Editorials

Narrative Liberation

November 16, 2012, Author: Andy Corrigan

Assassin’s Creed III: Liberation.

I scurry up the side of the shop, hoping desperately that the guards across the street haven’t seen me. They were looking, but I feel safe as I make it over the hump of the rooftop. Just a little further now. I climb up to the next level, before stopping for a moment to take in the sights and sounds of New Orleans. It’s a young, beautiful city. The bustling noise of people going about their mundane little lives fills one with a surprising sense of humility. This is my city, though, my domain. Not theirs.

Then I see my target, bumbling along through the square. I need to get closer.

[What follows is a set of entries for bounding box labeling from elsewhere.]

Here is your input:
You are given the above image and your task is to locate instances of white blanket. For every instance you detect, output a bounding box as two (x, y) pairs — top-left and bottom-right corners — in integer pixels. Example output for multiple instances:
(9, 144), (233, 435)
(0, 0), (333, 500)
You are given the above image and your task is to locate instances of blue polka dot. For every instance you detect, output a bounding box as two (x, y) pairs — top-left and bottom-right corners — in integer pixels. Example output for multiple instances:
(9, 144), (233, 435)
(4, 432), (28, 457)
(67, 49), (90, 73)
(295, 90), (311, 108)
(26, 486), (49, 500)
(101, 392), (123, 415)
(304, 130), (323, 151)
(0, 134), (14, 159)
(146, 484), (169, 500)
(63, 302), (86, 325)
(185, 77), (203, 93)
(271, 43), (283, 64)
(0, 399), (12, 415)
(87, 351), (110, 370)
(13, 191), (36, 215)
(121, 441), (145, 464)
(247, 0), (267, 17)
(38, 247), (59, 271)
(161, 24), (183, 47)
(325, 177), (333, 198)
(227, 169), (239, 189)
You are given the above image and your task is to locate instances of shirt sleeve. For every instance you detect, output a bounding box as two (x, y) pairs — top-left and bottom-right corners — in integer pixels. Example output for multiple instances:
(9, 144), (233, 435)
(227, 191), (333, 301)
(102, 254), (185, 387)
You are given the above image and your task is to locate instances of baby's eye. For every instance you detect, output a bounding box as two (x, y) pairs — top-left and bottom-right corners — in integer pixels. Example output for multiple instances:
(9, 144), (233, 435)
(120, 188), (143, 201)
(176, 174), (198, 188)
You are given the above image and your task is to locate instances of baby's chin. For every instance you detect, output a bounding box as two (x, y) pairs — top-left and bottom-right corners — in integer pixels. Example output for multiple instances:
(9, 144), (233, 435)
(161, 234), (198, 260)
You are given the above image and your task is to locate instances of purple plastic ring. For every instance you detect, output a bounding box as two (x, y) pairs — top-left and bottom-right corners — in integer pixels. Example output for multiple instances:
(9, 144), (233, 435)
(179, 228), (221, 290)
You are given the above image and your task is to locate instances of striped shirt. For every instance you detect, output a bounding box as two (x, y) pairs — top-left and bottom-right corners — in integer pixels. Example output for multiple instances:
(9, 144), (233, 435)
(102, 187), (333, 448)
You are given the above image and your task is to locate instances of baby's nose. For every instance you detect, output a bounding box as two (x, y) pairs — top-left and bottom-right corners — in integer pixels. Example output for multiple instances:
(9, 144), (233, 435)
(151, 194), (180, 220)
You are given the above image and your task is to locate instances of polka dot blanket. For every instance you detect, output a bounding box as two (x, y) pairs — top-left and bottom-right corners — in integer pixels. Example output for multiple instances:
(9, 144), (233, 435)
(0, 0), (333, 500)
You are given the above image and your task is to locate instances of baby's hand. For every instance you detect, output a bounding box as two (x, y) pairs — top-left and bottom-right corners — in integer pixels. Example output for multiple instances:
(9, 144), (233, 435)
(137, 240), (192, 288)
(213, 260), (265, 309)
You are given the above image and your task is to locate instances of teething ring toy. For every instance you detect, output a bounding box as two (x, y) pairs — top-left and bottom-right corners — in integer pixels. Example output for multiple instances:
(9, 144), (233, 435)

I take a step back, run and leap with all I’ve got to the next building, rolling with my momentum to lessen my impact on landing. I repeat the process, skipping across a few more rooftops until I’m nearer. My target is oblivious as death dances quickly and silently above him. He stops momentarily, so I partly cross one of the precarious looking beams. I’m perched directly above him now, ready to pounce. I could end this with one swift jump. Then… then, I change my mind.

“Don’t get caught. Be discreet; be professional”.

Stalking my prey...

I continue to the other side of the street before getting a decent distance ahead of him. I jump down in a nearby back alley and look out. My target is moving again, this time towards me. I step out into the street, making a beeline directly for him. People pass and knock into me, but my sole, unwavering focus is my target. Weaving in and out of the unsuspecting public, I pick up my pace. He’s close now and suspects nothing. This is my opportunity to end this little game of cat and mouse. As the crowd clears just a fraction before I reach him, time seems to slow as we hit the pivotal moment.

Slam. My wrist blade slides into his stomach with ease. He jolts upright in surprise, but he knows what has happened. I don’t look him in the eye, nor do I linger or wait until he follows the light. Instead I swiftly withdraw my blade, and continue walking past him, disappearing into the crowds. Safety in numbers.

Once I’m a short distance away, I turn to watch his final moments. He stumbles for a second, before falling gracelessly to the ground. The sounds of people screaming confirm that it’s over. My mission is complete.

A “mission”, I might add, that is not an actual in-game mission, but a scenario that I entirely fabricated while simply toying around and experimenting in Liberation’s world.

Momentarily, I allowed myself to switch off, and breathe in this virtual realm just enough to dream up a reason for hunting down and assassinating this random NPC. Although it’s a brutal, self-made tale, one that’s befitting of the game’s setting and atmosphere, it surprises me at how child-like the process sounds. It takes me back to playing with action figures as a kid, creating my own stories and monologues with nothing but scaled down models of my heroes and my own imagination. Only here as an adult, I did that virtually with New Orleans as my playground.

Modern-day open world games often lack that inherent simplicity to register this type of play as a possibility in our minds. With so much content in side-missions, items to collect and everything else vying for our attention at all times, the will to just play around with the tools at our disposal, even in the most open of worlds, often gets lost in the quest for completion.

Yet, for whatever reason, in Liberation, I was able to block out the noise of what the game was telling me I should be doing, just long enough to find the time to experiment and fashion a little tale myself. It’s just funny that in a moment where I finally let go of the game’s narrative direction, I sought to find my own.